Para especialista, literatura deve provocar em vez de dizer o que é certo ou errado

POR:
Bruna Escaleira e Lívia Perozim

MARÍA TERESA ANDRUETTO

Premiada escritora argentina, autora de Por uma Literatura sem Adjetivos. Dedica-se à formação de educadores em literatura e de leitores

Qual o papel da literatura infantil?

MARÍA TERESA A literatura deve provocar, e não nos dizer o que é certo ou errado. Quando ela não se torna apenas um instrumento da moral, da Educação ou de qualquer outra área da cultura, pode oferecer um espaço de liberdade para nos encontrarmos com nós mesmos. Isso vale para adultos e crianças.
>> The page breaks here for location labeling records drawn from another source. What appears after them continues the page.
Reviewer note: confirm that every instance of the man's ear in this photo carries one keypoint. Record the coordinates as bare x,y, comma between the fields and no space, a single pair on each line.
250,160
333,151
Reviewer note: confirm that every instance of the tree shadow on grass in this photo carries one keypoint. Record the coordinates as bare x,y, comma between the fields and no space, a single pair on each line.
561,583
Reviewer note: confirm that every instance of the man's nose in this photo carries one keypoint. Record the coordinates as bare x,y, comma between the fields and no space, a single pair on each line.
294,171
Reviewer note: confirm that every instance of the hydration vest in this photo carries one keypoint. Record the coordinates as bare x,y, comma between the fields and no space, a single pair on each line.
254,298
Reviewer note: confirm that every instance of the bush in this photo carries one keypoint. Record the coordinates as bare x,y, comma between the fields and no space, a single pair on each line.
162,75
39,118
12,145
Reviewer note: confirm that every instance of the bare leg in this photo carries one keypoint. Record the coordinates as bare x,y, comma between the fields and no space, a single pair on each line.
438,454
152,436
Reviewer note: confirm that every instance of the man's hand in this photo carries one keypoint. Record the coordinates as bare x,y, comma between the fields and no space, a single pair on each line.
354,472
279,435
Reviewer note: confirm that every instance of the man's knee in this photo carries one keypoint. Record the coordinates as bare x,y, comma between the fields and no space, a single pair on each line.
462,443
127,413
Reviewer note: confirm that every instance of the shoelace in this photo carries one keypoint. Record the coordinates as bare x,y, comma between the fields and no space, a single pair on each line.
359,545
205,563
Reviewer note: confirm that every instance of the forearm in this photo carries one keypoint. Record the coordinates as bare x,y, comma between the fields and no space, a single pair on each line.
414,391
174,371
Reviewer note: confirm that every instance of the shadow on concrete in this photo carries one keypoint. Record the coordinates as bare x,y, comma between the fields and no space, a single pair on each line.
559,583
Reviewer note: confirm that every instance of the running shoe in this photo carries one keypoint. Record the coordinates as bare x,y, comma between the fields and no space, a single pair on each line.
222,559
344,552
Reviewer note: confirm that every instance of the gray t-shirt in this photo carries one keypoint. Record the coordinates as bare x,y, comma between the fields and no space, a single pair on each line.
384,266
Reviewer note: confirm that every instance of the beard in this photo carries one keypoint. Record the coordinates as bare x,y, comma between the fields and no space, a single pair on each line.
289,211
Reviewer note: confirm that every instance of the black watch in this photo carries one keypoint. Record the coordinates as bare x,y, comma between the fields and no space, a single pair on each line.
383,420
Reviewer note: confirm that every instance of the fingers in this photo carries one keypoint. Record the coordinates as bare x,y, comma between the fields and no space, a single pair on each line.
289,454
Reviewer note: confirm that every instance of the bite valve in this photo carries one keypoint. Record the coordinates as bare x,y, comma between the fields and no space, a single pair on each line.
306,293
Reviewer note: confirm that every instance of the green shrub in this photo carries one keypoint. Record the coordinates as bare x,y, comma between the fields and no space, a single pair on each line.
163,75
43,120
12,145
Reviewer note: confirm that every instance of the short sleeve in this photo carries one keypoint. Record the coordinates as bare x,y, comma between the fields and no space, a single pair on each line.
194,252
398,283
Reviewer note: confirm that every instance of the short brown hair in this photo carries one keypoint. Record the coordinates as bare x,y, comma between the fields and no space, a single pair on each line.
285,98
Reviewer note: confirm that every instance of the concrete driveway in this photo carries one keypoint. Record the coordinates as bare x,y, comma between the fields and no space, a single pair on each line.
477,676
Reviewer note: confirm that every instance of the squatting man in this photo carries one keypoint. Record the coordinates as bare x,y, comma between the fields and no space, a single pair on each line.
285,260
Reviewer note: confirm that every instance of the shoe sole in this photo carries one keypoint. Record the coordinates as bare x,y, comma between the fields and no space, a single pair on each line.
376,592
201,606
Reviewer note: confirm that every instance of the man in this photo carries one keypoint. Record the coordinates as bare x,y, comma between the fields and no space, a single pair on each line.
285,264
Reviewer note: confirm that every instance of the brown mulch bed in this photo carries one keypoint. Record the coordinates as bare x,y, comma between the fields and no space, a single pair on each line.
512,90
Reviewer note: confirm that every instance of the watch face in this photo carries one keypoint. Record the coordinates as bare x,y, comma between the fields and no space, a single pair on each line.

Quando professores e pais assumem um papel paternalista, como mediadores da leitura, eles tornam as crianças dependentes de ideias sobre o que é bom, mau ou o que deveriam aprender com um texto. É a leitura desinteressada que faz com que aprendamos.

 

A literatura deve promover um aprendizado de modo direto?

Não, para isso temos todas as outras disciplinas. O objetivo da literatura é fazer com que nos encontremos com nós mesmos e, ao mesmo tempo, distanciar-nos de nós mesmos para ver como é o mundo do ponto de vista dos outros.

 

Por que não devemos buscar um sentido único ou a moral de uma história?

Não sou totalmente contra contos com moral da história, se eles têm um trabalho de linguagem rico e aberto a sugestões. Contos e fábulas baseadas nesse tipo de moral sobrevivem até hoje devido à qualidade literária inquestionável. Reprovaria livros que, sem essa riqueza de linguagem, constroem histórias superficiais e maniqueístas para facilitar a vida do leitor.

 

Quais as características de uma boa obra? E de um bom leitor?

Um bom livro fica em nossa memória e não se basta em uma só leitura. Já um bom leitor se faz com todo tipo de materiais, bons ou não. Ele precisa de diversidade e livros de qualidade que elevem o nível do que ele considera bom, porque, à medida que se lê mais, melhor será a leitura.

 

Como o professor pode explorar a literatura com os alunos?

Penso que se pode criar na escola um espaço-tempo dedicado exclusivamente à leitura. Um lugar onde se possa oferecer livros de diferentes características, estilos, gêneros e qualidades. Esse espaço deve estar separado do ensino de língua, e as leituras devem ser orientadas com base no interesse dos alunos. Pode ser que, com essas leituras, surjam atividades e se produzam textos ou imagens. O eixo, porém, é sempre a leitura.

 

Como a escrita pode ser trabalhada?

É interessante fazer oficinas de escrita criativa sem o objetivo de criar textos utilitários, mas textos literários. Ao soltar a imaginação, o aluno pode conhecer a si mesmo e a sua história. Nas regiões mais pobres, é especialmente importante. Os que menos têm são os que menos falam. Ao dar a palavra a crianças e adolescentes carentes, eles podem sentir o que aconteceu com eles e perceber o valor do que eles sentem no outro. Descobrir isso é possível pelo caminho dos livros.